Page 169 of The Love Haters

“But if it was my last conversation with you, I just wanted it to be a good one.”

“But it didn’t have to be our last conversation! If you would’ve helped me rescue you!”

“I was about to tell you,” I said. “But then my phone fell into the ocean.”

“That’s why you should have told me sooner!”

“What were you going to do?” I asked. “Call the Coast Guard?”

“Yeah! For starters!”

“I’d already called them. And they were busy, by the way.”

“I would’ve figured something out!”

“I’m sure you would’ve. But here’s the great news. I got rescued anyway.”

“Barely.”

“It counts.”

“The point is, if you have big news in your life, you’re supposed to tell me. And being adrift at sea on a sinking houseboat is big news!”

“Fine. Next time I’m on a sinking houseboat, I will tell you before my phone slides into the ocean.”

“Fine.”

She was a funny mixture of irritated with me and glad I was alive. All of which was fair.

“Next question,” I said then. “If I have other big news right now that I’m not sharing because you’re mad at me—should I go ahead and share it, or should I wait until you’re done being mad?”

“What other big news could you possibly have?” Beanie asked, as if life had a limited supply.

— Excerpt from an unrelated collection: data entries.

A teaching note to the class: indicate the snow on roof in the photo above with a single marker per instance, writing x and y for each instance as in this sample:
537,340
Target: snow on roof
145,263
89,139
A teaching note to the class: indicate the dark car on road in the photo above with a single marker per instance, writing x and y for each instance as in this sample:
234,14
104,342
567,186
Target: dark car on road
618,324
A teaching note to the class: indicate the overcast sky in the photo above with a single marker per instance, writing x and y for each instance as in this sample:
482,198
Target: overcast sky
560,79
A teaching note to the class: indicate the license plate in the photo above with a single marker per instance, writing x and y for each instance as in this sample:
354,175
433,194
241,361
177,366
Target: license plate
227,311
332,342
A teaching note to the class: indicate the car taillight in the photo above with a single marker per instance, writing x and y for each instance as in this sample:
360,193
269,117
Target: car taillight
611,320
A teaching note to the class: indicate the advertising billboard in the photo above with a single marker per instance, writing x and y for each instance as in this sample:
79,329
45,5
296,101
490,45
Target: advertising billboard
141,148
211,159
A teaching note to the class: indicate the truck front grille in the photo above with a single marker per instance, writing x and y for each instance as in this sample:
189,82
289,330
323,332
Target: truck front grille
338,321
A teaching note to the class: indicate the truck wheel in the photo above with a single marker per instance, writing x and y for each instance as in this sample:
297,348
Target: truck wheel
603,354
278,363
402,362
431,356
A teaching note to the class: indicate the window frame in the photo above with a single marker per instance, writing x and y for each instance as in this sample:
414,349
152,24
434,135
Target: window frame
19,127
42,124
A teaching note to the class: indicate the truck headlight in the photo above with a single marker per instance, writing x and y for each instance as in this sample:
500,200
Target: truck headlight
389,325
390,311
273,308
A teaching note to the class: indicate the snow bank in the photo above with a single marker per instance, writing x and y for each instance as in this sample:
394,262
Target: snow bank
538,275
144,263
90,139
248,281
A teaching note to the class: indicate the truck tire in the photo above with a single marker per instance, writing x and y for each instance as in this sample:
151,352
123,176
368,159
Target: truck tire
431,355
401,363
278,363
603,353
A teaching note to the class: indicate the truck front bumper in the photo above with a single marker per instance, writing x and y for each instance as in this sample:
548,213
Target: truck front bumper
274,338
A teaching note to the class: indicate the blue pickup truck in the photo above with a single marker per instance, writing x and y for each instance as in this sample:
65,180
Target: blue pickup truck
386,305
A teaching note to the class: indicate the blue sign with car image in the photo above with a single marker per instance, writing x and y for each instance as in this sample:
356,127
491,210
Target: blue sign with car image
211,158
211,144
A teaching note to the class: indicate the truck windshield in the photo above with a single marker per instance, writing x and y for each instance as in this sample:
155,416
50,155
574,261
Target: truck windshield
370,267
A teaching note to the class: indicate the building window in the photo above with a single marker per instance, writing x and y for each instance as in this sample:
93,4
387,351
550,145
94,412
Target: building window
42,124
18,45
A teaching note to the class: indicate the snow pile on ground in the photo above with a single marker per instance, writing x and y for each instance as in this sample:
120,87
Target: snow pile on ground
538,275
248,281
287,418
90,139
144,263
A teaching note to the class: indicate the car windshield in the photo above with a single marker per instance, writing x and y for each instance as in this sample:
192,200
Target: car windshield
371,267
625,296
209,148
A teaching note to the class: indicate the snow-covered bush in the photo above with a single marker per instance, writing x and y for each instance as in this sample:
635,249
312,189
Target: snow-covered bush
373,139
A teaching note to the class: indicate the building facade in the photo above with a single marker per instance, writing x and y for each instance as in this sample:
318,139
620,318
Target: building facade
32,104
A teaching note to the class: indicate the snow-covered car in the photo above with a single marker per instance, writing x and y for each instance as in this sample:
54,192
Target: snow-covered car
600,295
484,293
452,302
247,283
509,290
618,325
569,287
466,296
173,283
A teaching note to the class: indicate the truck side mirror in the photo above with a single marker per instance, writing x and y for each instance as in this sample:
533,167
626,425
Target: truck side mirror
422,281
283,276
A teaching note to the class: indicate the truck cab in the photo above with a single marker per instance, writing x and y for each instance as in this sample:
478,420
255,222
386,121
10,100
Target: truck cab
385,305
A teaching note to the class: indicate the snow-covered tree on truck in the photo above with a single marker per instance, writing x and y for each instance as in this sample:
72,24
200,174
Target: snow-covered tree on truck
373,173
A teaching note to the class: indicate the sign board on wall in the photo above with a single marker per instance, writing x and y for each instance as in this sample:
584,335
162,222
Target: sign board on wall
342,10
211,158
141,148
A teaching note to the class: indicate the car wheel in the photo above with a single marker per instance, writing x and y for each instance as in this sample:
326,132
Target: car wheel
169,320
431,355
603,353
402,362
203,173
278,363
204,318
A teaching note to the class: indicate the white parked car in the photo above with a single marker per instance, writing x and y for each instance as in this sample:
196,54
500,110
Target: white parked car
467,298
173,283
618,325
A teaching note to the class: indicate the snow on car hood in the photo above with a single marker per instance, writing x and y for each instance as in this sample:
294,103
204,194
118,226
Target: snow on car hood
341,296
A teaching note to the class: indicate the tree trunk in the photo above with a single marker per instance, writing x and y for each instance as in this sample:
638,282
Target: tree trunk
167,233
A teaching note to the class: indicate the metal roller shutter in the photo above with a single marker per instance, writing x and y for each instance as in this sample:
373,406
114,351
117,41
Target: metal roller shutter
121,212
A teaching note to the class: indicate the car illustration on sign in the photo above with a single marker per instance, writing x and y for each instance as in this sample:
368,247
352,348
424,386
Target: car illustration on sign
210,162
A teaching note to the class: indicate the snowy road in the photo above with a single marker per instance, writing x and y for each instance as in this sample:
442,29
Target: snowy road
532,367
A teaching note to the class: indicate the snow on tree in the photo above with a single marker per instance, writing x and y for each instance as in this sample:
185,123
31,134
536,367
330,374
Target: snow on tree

“It’s rescue-swimmer related.”

Beanie gasped. “Tell me.”

“Would you believe me,” I asked, “if I told you that of all the rescue swimmers in the entire US Coast Guard, the one who showed up to hoist me out of the ocean from the jaws of death in the nick of time just happened to be Hutch?”

“No,” Beanie said.

“Because I’m pretty sure that’s what happened.”

“Hutchwas the one who rescued you?”

“There’s a slight chance that I hallucinated it, but yes. Hutch rescued me. And then he kissed me midair between the ocean and the helicopter.”

“Now you have to marry him,” Beanie said, “so you can tell that story at the wedding.”

SO NOW Ilive at the Starlite. I bought a Dutch bicycle for tooling around town. And I hang out with The Gals in the evenings, and help cook dinner, and revel in the freedom of my newly conquered bathing-suit phobia.

More than that, I have fully given in to the Technicolor joy of a Vitamin Sea–based wardrobe. The horror I felt at my first sight of all those colors and prints and undulating fabrics? I barely remember it now. I’ve got a friends-and-family discount, and I walk around every day in colorful sundresses and skirts that flutter in the breeze.

Chromophobia conquered, too.

I’m like a tropical fish just floating along through my reef.

A tropical fish with all her black jeans and tees folded neatly in her bottom drawer just in case she needs them, but still.